I’ve spent more than 15 years operating in, building, and leading cybersecurity programs at several Fortune 500 companies in the Financial Services and Insurance industries. At the time of writing this, I was also the founder of Fraction Consulting which was acquired by Defiance Ventures.

I built out Fraction Consulting by doing fractional CTO/CISO gigs and research and investment advisory for private capital firms. As a result of my background, I often get asked the following question:

“How do I advance my career in the cybersecurity field?” Here are the three steps I advise people to take:

Step 1

Figure out what “advancement” means to you.

Is it just more money (money is great, don’t get me wrong), or is it more responsibility, more autonomy, more respect?

Early in your career, you end up getting all of those things as you move from Jr analyst/engineer/operator into more senior-level roles, but you need to consider the path you want to take a few jobs/roles out.

Is becoming a security architect the goal? Do you want to remain very deep and technical and go the lead/principal engineer route? Do you want to lead people eventually?

Think about how you work and problem solve. Do you like being the one with the answers, or do you like getting people and teams together to get the answers?

Do you want to specialize in a particular area or technology stack, or do you want to be a generalist?

All of these questions are to help people reflect inwardly and think through what they want to do. Once you’ve wrestled with those concepts, you can move on to step 2.

Step 2

Now that you have a better idea or concepts on what you want to do, you can start your personal marketing and hype plan.

If you don’t market yourself, then no one else will do it for you.

Having a personal marketing and hype plan will help you think about career progression.

So, you want to be an architect, a manager, or a CISO one day? How will you get the right skills and market yourself to get you there?

Look at what is true and what you have (your current job), look at what you want (future roles/jobs), and then plan out how you will close those gaps.

Making your intentions known to anyone and everyone who will listen to you is a critical piece of the personal marketing and hype plan often overlooked.

You can’t expect people to read your mind to know what you want, and you can’t get mad when they don’t help you with something you haven’t communicated.

All career interactions are “selling points.”

You sell yourself on the job interview; you sell your point of view in that meeting for the next direction to go in the project, you sell why something is riskier than it sounds on paper.

OK, that’s all great, but how do you really advance, especially in the corporate world in cybersecurity?

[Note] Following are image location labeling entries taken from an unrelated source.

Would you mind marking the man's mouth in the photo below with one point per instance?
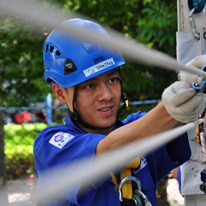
(105, 109)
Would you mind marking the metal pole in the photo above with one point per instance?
(3, 175)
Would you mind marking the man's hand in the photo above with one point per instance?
(190, 78)
(183, 103)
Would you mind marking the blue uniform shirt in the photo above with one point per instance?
(61, 144)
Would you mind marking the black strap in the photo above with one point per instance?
(127, 202)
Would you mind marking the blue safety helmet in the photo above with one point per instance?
(69, 60)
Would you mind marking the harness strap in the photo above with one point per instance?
(127, 192)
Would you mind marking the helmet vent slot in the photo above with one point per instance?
(51, 49)
(58, 53)
(46, 50)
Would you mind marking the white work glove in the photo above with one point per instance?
(183, 103)
(190, 78)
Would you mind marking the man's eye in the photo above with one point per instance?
(89, 86)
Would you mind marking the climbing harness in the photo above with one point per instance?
(124, 189)
(201, 139)
(138, 197)
(195, 7)
(202, 87)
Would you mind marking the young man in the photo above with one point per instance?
(189, 174)
(86, 78)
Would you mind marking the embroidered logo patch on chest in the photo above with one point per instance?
(60, 139)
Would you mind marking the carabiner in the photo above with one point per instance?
(193, 25)
(200, 88)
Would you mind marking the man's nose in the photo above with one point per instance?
(104, 93)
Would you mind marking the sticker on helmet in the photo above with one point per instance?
(98, 67)
(60, 139)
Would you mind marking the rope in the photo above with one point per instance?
(103, 164)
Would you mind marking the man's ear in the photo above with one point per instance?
(59, 93)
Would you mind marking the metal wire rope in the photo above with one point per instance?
(102, 163)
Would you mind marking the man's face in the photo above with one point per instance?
(98, 99)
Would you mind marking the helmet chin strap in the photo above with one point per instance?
(75, 116)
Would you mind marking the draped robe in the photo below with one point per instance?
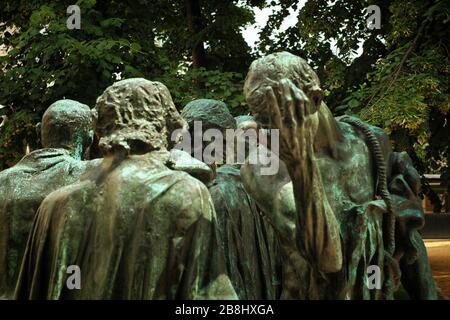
(135, 228)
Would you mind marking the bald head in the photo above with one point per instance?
(269, 70)
(67, 124)
(212, 114)
(136, 115)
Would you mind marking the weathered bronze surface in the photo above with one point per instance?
(250, 247)
(151, 222)
(66, 133)
(136, 228)
(345, 187)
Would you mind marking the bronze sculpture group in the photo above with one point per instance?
(150, 222)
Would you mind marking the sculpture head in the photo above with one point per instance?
(69, 125)
(268, 71)
(212, 114)
(136, 115)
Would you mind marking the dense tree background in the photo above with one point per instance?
(398, 79)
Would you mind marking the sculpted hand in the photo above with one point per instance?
(291, 111)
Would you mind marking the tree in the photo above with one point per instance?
(117, 39)
(398, 82)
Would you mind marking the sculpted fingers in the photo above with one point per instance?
(274, 109)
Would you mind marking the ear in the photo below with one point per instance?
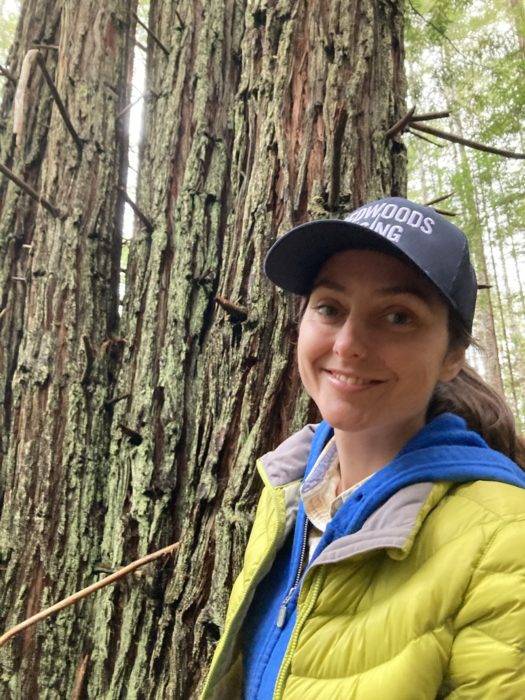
(452, 364)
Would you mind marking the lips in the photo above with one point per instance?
(352, 380)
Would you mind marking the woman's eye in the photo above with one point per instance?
(399, 318)
(326, 310)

That’s step 3.

Step 3

Build an audience in AND outside of your sphere of control and sphere of influence.

You want people outside of the cybersecurity group at your company to know of you and what you can bring to the table and help them do.

Cybersecurity is just another method of effectively enabling the business to do what it was meant to do — sell products/services to customers.

Security is about business enablement first.

You want someone from the engineering group or that business unit to tell your boss how helpful you were in achieving what they needed safely and securely.

You want the CTO to comment to the CISO on how you have helped them out. You want the developers and engineers in IT to be excited when you’re at the table and helping them solve their problems AND be secure.

Building the audience builds your value and shows you know how to think and operate on a broader scale. The scale always gets broader as you advance, and you can start showing this to let people know you are ready for that next level.

Closing Thoughts

This playbook is a process you should often revisit as you move roles/companies, as new interests come up, and as you move through different phases of your life.

Take active control of this approach, and don’t wait for things to happen to you. Make this happen for yourself.

Nothing is guaranteed, but this is the playbook that has helped me so far, and I’m always refining it. Now, take this playbook and make it your own.